Innate immune cells rely on pathogen recognition receptors such as the nucleotide-binding and oligomerization domain (NOD)-like receptor (NLR) family to mount an appropriate immune response against microbial threats. The NLR protein Nlrp3 senses microbial ligands, endogenous danger signals and crystalline substances in the cytosol to trigger the assembly of a large caspase-1-activating protein complex termed the Nlrp3 inflammasome. Autoproteolytic maturation of caspase-1 zymogens in the Nlrp3 inflammasome leads to maturation and extracellular release of the pro-inflammatory cytokines interleukin (IL)-1beta and IL-18. Gain-of-function mutations in the NOD domain of Nlrp3 are associated with auto-inflammatory disorders characterized by skin rashes and prolonged episodes of fever. In addition, decreased Nlrp3 expression was recently linked with susceptibility to Crohn's disease in humans.

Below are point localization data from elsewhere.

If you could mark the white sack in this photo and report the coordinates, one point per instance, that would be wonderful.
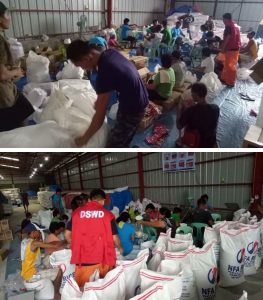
(204, 266)
(62, 259)
(213, 84)
(45, 135)
(232, 257)
(16, 49)
(175, 245)
(71, 290)
(132, 271)
(70, 71)
(112, 286)
(37, 68)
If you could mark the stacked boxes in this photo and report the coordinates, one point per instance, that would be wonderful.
(5, 232)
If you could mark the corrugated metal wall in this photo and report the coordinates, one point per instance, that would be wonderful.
(225, 177)
(140, 12)
(37, 17)
(247, 13)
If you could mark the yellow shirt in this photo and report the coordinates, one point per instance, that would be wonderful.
(253, 50)
(29, 263)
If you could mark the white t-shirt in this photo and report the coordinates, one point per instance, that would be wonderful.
(209, 64)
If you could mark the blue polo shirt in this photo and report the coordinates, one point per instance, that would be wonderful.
(117, 73)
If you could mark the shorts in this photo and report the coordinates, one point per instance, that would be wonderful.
(83, 273)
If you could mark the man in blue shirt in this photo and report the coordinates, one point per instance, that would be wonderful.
(177, 31)
(115, 73)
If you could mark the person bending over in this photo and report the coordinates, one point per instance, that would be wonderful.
(115, 73)
(162, 86)
(199, 121)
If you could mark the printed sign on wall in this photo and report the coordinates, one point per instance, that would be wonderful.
(178, 161)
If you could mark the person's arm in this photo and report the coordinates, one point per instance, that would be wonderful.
(155, 224)
(117, 243)
(97, 120)
(6, 74)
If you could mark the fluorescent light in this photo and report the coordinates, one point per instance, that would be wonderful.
(8, 166)
(9, 158)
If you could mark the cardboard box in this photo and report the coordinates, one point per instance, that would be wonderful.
(254, 137)
(6, 236)
(257, 74)
(4, 225)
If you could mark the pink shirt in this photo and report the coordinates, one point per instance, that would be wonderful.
(51, 238)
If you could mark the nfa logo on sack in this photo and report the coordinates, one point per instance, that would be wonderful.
(236, 271)
(252, 249)
(209, 293)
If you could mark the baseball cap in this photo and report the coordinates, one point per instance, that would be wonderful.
(3, 8)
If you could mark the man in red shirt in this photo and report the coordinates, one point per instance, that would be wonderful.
(231, 46)
(94, 237)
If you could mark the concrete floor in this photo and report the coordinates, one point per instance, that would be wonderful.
(253, 285)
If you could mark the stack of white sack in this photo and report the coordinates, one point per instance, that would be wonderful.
(71, 106)
(44, 198)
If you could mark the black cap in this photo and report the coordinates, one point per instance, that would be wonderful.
(3, 8)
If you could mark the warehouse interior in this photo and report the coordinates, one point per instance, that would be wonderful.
(40, 32)
(172, 181)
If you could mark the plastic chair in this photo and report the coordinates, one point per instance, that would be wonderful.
(216, 217)
(184, 229)
(151, 232)
(198, 233)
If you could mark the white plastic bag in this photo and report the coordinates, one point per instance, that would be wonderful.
(244, 296)
(37, 68)
(71, 290)
(157, 257)
(232, 257)
(213, 84)
(112, 286)
(171, 290)
(62, 259)
(113, 111)
(204, 266)
(70, 71)
(175, 245)
(189, 77)
(132, 271)
(169, 267)
(45, 135)
(44, 289)
(16, 49)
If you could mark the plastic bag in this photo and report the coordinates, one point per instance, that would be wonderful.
(213, 84)
(169, 267)
(111, 287)
(37, 68)
(244, 296)
(16, 49)
(62, 259)
(175, 245)
(232, 257)
(171, 290)
(204, 267)
(70, 71)
(157, 257)
(132, 271)
(71, 290)
(189, 77)
(37, 97)
(45, 135)
(44, 289)
(113, 111)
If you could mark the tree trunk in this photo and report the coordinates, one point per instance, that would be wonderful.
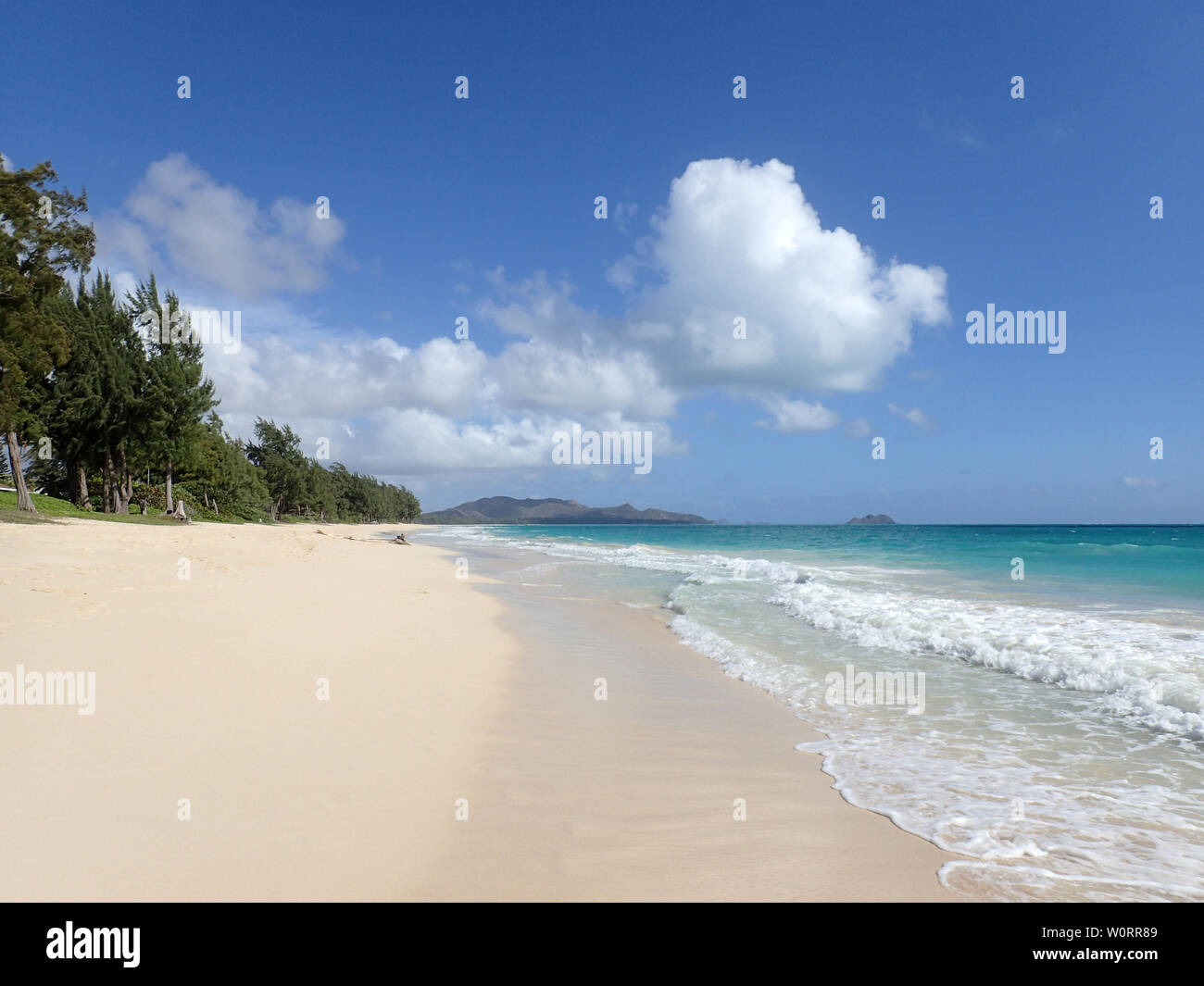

In this review, we discuss recent developments on the role of the Nlrp3 inflammasome in innate immunity, its activation mechanisms and the auto-inflammatory disorders associated with deregulation of Nlrp3 inflammasome activity.

Figure 1

Structural organization of Nlrp3. The human cias1 gene encoding Nlrp3 is localized on chromosome 1q44. The positions of the neighboring genes encoding members of the olfactory receptor family 2 (or2b11, or2w5, or2wc3) and the zinc finger protein ZNF496 is shown to scale. Nlrp3 is produced from 9 coding exons (shown as purple bars), of which the first and last also encode the 5’ and 3’ untranslated regions, respectively (shown as white bars). Nlrp3 is expressed as a protein of 1036 amino acids consisting of an N-terminal pyrin domain, a central NACHT domain and 12 C-terminal LRR motifs. The positions of the CINCA- FCAS- and MWS-associated point mutations in Nlrp3 are indicated.

Figure 2

Overview of Nlrp3 signalling pathways. Assembly and activation of caspase-1 within the cytosolic Nlrp3 inflammasome complex is induced by several stimuli including binding of ATP to the purinergic receptor P2X₇, the ionophores nigericin and maitotoxin, β-amyloid and crystalline substances. Nlrp3 has been proposed to sense potassium efflux, the generation of ROS by the NADPH oxidase complex and lysosomal membrane disruption in response to these stimuli. Once activated in the Nlrp3 inflammasome, caspase-1 cleaves its substrates IL-1β, IL-18 and caspase-7 into the biologically active forms.